Tuesday, June 30, 2009

Salt Water on Enceladus

Researchers have confirmed that the Cassini probe has collected salt water from icy geysers on Enceladus, a small moon in Saturn's E-Ring. From Time:

In 2005, Cassini . . . endeavored to determine the composition of the exhaust in the most straightforward way possible: by flying through it and registering the thousands of high-speed pellets that collided with its skin. The speed and density of the pellets confirmed that they were ice. Analyzing the precise composition of that ice has taken years, but the results, published this week in the journal Nature, were worth the wait.

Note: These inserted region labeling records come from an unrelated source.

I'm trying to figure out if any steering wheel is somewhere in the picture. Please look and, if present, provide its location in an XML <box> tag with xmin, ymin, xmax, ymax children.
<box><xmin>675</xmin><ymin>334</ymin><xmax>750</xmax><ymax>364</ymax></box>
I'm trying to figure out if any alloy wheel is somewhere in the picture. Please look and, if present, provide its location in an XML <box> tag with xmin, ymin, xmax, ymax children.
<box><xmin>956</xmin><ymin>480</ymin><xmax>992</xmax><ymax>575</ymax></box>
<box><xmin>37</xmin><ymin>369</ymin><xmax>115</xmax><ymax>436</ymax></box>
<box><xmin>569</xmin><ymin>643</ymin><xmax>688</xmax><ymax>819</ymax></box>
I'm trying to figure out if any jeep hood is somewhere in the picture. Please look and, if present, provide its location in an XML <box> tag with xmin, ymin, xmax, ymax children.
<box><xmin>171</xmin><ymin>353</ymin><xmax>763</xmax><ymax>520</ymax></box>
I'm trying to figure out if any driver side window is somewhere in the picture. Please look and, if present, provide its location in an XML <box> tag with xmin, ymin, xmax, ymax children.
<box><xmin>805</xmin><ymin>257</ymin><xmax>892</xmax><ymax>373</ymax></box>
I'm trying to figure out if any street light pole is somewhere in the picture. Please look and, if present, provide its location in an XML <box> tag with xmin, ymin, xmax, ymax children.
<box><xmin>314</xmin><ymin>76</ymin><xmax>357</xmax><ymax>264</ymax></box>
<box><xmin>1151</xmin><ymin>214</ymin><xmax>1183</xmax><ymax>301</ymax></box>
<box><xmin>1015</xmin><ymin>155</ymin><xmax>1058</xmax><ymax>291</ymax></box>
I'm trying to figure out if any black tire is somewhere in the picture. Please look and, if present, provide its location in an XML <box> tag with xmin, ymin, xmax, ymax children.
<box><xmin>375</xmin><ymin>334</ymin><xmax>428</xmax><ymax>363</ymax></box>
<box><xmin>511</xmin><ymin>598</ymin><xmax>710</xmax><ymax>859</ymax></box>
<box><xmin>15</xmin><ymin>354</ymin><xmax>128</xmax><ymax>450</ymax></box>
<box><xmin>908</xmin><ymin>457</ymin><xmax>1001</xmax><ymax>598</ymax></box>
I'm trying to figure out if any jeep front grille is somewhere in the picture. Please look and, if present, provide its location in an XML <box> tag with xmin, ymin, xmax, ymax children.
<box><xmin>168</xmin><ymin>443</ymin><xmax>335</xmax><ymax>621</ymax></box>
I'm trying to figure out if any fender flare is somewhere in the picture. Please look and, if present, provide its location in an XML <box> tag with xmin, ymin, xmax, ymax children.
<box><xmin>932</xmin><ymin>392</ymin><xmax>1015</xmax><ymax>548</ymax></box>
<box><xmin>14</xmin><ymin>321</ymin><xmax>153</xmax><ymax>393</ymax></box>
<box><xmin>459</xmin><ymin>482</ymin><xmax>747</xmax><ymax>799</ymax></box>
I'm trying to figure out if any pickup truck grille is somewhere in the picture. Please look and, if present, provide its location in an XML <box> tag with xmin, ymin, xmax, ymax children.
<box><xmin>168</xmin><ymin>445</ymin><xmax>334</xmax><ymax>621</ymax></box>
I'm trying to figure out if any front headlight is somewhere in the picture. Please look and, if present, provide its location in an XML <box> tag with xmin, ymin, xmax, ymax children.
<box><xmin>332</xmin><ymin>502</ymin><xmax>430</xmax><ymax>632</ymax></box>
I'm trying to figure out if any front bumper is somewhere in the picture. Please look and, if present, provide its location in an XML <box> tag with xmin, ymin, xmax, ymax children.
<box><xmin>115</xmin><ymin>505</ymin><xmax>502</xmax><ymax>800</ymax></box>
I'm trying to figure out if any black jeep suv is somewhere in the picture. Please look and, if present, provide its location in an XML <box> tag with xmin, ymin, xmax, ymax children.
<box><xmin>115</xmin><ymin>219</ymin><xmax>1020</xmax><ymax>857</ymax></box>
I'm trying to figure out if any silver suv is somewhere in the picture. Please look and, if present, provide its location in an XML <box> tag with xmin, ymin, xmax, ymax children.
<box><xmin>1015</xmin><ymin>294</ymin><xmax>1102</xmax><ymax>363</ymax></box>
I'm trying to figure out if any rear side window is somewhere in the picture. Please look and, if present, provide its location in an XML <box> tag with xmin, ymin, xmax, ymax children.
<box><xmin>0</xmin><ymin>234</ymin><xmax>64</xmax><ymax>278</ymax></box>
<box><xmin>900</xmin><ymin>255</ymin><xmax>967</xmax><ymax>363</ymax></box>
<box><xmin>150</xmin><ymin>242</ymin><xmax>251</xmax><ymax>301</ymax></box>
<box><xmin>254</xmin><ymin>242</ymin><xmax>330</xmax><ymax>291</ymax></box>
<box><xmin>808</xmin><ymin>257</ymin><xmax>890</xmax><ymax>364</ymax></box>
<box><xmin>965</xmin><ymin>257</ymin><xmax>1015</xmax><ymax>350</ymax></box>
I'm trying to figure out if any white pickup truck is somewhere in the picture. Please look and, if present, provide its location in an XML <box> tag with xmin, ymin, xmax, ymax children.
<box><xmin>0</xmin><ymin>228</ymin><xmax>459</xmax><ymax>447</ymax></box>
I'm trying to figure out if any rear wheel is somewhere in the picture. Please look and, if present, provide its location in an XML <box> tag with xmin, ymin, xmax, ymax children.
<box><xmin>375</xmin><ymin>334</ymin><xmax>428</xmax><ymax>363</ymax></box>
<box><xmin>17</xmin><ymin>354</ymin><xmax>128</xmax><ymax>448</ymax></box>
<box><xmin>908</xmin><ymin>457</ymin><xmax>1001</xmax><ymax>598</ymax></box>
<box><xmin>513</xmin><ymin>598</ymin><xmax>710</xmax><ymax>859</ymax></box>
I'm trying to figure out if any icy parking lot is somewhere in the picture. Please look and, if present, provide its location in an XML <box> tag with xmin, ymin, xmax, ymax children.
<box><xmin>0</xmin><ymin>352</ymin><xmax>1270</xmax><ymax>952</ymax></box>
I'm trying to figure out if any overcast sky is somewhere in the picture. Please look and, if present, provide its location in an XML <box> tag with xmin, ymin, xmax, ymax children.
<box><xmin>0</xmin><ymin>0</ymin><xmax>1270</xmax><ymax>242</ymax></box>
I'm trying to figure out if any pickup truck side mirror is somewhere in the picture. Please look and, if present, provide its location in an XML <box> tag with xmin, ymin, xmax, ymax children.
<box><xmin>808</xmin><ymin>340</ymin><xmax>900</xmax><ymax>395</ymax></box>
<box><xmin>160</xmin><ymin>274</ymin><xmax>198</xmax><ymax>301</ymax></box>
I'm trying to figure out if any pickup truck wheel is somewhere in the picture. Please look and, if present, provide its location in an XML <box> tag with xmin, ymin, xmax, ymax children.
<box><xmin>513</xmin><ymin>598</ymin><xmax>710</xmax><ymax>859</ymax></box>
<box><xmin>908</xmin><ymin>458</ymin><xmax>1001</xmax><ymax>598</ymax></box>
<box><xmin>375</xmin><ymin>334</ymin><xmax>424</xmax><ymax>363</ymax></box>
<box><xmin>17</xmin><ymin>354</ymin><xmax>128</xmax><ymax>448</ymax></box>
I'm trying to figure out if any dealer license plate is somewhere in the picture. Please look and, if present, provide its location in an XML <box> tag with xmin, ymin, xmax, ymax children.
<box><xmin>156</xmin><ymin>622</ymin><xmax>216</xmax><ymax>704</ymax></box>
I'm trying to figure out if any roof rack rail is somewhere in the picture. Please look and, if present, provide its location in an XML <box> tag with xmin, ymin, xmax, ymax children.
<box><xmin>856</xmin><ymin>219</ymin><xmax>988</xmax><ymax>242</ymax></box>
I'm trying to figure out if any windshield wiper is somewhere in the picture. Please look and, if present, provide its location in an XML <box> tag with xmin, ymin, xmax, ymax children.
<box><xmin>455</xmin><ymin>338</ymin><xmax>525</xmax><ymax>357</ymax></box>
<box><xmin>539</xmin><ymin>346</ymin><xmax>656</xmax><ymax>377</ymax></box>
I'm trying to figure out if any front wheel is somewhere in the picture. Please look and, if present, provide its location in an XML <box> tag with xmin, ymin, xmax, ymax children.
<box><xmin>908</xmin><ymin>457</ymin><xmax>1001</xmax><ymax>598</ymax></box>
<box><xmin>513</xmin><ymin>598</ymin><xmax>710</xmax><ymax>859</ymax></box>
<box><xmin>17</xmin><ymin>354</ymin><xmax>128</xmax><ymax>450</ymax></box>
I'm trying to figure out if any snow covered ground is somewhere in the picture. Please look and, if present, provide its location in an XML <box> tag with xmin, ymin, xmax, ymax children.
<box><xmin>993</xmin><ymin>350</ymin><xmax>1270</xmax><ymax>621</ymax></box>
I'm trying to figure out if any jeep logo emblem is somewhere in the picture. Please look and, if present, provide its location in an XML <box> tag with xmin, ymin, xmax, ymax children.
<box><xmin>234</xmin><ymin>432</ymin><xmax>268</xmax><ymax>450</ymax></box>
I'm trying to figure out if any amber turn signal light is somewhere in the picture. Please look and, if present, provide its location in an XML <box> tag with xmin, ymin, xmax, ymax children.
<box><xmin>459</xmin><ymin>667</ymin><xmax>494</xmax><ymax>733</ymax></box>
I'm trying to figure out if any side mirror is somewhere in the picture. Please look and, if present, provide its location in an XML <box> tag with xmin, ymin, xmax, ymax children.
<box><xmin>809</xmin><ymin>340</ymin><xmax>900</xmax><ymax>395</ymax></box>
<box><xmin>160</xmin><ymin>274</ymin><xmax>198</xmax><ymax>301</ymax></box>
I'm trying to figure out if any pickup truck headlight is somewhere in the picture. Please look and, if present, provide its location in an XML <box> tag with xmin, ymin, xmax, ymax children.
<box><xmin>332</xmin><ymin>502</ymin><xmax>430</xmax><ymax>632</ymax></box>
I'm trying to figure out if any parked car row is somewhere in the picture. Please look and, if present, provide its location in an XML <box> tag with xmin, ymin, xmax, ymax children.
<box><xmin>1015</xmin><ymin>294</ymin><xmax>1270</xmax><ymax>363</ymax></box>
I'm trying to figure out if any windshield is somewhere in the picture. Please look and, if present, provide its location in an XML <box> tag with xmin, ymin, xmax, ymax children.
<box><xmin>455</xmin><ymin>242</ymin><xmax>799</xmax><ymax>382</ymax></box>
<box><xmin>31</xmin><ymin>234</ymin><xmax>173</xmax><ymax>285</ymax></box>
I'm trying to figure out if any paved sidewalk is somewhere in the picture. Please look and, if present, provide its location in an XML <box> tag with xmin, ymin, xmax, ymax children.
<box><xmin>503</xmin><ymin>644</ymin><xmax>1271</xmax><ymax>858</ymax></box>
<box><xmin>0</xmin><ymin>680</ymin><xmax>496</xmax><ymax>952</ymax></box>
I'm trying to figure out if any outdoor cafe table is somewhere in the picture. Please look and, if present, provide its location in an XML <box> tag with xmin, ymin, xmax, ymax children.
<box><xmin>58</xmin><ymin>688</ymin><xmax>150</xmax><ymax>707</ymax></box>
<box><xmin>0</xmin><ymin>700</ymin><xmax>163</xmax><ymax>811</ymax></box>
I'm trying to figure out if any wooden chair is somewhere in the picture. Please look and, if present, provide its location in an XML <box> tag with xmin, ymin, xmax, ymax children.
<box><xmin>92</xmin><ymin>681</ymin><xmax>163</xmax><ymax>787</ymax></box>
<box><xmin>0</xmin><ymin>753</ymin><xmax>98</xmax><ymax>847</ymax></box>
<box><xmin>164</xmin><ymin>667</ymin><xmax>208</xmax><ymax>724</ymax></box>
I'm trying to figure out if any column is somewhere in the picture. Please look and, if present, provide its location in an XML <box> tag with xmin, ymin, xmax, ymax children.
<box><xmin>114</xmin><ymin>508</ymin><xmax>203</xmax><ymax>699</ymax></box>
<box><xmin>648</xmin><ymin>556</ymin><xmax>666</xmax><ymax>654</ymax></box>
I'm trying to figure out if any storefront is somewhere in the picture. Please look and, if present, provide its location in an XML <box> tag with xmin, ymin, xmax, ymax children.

Not only is the ice made of ordinary water, but it's salt water, with sodium turning up in the samples no matter how many times the ring material was retested. "Our measurements imply that besides table salt, the grains also contain carbonates like soda," says Frank Postberg, a Cassini scientist working at the Max Planck Institute in Heidelberg, Germany.

Apparently, the chemistry of the ice points to a "large quantity of standing water" on Enceladus, water that "might be unusually hospitable to the emergence of life." (The article explains how liquid water can exist so far from the sun.)

While humanity has given up on the possibility of one day establishing diplomatic relations with little green men on Mars, we still can hope to one day encounter plankton-like organisms on the moons of Saturn.